Отметим, что именно в VII–VI вв. до н. э., в период угасания религиозного центра в Хакасско-Минусинской котловине, в Элладе резко усиливается «мистическая линия» в развитии религиозных идей и образов (религия терзаемого бога Диониса-Загрея-Иакха, «гиперборейский миф» делосской традиции и Аристея, затем орфизм и элевсинские мистерии). В орфизме, в частности, глубоко разрабатываются темы посмертного блаженства и мирового яйца как формы абсолютного бытия в себе, позднее выделяющего из себя триаду первичных сущностей (Фрагменты… 1989: 8, 44, 48, 62–63). Последнюю тему обычно относят на счет «восточных влияний» (имея в виду Персию и Индию), но, как было показано выше, обе названные темы издавна были присущи и религиозной традиции Хакасско-Минусинской котловины, с которой у архаической Эллады были, судя по всему, определенные связи в VIII–VI вв. до н. э. (не говоря о более ранних временах). И именно с рубежа VII–VI вв. до н. э. на греческих статуях кор (дев) и куросов (юношей), трактуемых иногда как статуи Аполлона, появляется «архаическая улыбка» (улыбка блаженства богов и героев?), наиболее яркое соответствие которой находим в «улыбке блаженства» на созданных в III–II тыс. до н. э. стелах в Хакасско-Минусинской котловине.
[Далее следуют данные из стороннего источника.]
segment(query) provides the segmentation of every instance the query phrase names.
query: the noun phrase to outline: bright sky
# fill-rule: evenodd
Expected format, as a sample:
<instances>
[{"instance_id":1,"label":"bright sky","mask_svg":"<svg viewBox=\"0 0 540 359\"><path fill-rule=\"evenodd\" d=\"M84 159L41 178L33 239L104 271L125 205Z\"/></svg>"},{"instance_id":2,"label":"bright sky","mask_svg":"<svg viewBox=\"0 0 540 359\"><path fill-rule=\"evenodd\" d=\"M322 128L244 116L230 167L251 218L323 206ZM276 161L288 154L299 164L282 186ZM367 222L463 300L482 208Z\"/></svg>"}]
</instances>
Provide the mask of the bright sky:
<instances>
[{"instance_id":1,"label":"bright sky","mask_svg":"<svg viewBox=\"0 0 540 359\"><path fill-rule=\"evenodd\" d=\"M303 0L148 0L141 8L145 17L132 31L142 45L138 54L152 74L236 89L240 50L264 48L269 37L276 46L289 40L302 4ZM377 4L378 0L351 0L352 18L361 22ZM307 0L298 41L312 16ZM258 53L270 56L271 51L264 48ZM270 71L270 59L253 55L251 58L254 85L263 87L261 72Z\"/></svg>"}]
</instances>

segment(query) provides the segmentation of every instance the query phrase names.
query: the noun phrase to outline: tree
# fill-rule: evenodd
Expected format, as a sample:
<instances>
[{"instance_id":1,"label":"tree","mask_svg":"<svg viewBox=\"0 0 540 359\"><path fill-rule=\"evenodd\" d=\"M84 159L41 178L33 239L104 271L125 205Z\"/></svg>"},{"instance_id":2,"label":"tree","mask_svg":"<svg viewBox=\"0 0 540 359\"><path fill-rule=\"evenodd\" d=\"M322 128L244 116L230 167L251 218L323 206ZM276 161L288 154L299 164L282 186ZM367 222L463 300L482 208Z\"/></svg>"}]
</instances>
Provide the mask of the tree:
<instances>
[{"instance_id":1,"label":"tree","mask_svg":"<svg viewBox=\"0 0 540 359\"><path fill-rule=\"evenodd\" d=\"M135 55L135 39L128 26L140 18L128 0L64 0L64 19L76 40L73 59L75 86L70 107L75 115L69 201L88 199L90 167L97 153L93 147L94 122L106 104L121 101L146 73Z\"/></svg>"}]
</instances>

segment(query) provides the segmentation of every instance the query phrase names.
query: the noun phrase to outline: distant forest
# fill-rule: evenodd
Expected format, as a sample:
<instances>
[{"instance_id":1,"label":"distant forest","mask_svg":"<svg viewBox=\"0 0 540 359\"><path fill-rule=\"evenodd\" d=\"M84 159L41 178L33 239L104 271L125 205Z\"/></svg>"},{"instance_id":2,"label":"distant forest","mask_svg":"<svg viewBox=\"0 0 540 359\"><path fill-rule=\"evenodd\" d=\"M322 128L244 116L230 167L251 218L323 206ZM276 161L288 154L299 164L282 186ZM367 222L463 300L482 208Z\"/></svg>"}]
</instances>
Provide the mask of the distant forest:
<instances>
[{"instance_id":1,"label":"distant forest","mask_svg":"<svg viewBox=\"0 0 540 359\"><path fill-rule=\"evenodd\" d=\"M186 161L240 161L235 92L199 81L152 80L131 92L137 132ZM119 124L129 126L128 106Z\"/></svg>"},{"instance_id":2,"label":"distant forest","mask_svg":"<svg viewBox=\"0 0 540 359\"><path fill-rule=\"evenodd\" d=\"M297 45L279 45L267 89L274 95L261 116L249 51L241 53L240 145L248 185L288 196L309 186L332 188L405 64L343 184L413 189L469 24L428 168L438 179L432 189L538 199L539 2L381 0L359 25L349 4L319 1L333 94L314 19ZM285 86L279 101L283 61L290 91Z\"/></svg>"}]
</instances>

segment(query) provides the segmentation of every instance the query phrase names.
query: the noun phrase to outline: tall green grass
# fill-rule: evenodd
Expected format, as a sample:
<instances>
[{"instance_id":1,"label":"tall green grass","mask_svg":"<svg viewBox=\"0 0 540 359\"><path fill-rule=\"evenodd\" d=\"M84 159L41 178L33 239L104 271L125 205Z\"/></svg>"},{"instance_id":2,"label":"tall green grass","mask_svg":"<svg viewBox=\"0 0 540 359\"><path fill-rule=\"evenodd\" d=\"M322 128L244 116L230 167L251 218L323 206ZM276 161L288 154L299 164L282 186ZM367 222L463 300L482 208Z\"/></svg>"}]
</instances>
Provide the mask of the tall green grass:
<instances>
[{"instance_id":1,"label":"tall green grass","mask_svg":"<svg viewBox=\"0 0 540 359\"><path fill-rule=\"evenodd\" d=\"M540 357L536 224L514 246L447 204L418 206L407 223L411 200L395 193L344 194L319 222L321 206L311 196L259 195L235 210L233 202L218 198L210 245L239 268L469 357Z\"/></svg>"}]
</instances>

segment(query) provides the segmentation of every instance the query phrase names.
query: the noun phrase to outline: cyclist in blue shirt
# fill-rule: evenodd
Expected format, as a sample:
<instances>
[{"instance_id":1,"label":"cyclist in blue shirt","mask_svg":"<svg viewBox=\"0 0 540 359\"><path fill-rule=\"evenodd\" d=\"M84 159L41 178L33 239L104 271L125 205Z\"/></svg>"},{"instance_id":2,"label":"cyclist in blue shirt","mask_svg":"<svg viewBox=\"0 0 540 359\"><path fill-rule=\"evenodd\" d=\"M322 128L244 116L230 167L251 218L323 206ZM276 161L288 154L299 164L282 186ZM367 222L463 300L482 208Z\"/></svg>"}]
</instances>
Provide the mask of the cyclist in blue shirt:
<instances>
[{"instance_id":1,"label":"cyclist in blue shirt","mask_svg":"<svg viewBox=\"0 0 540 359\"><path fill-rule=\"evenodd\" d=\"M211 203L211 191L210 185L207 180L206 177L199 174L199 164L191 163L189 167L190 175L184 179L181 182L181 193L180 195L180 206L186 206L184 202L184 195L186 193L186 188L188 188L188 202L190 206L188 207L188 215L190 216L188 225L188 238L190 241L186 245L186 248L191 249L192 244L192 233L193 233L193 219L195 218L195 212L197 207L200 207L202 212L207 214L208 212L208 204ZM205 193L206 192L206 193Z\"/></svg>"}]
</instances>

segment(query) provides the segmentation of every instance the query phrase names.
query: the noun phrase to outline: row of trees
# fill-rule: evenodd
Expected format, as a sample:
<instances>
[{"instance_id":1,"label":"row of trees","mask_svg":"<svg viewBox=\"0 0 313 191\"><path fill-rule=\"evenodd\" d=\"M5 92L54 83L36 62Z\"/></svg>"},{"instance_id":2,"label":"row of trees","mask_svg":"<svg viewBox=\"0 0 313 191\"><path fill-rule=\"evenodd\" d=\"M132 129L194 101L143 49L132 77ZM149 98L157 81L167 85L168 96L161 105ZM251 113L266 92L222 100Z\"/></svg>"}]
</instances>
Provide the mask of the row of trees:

Некое опосредованное (а возможно, и непосредственное) знакомство античного мира с «гиперборейским» сакральным центром в Хакасско-Минусинской котловине несомненно, а реальность древнего сакрального пути между ней и Восточным Средиземноморьем явствует из всего вышеизложенного.

Заканчивая статью, оставляем за ее пределами тему отождествления страны гипербореев со страной блаженных в индийской и иранской традициях (Бонгард-Левин, Грантовский 1974), а также тему соотнесенности религии населения саяно-алтайской области с зороастризмом и с дозороастрийской религией ариев, уже затронутую в ряде работ (Подольский 1988; Bokovenko, Matchinski 1994; Кузьмин 1995: 32–34).

Мы старались максимально насытить статью конкретным анализом уникальных в мировом масштабе и массовых для Хакасско-Минусинской котловины археологических памятников и поэтому вынуждены также оставить за ее пределами попытку воссоздания конкретных параметров той мировоззренческой концепции, которая лежит в основе прослеженной традиции изображений, в частности вопрос, какого именно сакрального статуса существа изображены на наших стелах. Об этом, если позволит судьба, в следующей статье. Подчеркнем лишь, что в Хакасско-Минусинской котловине в III тыс. до н. э. раньше, чем где-либо, проявляется в достаточно развитом виде та система знаний о единой энергетике микро– и макрокосма, которая позднее наиболее подробно и продуктивно разрабатывается индо-тибетской традицией, но также занимает в форме эзотерического знания видное место в самых разных и, как кажется, несовместимых и противоположных традициях – от сибирского шаманизма и индей-ских колдунов до… раннехристианских апокрифов и византийского исихазма XIV–XV вв.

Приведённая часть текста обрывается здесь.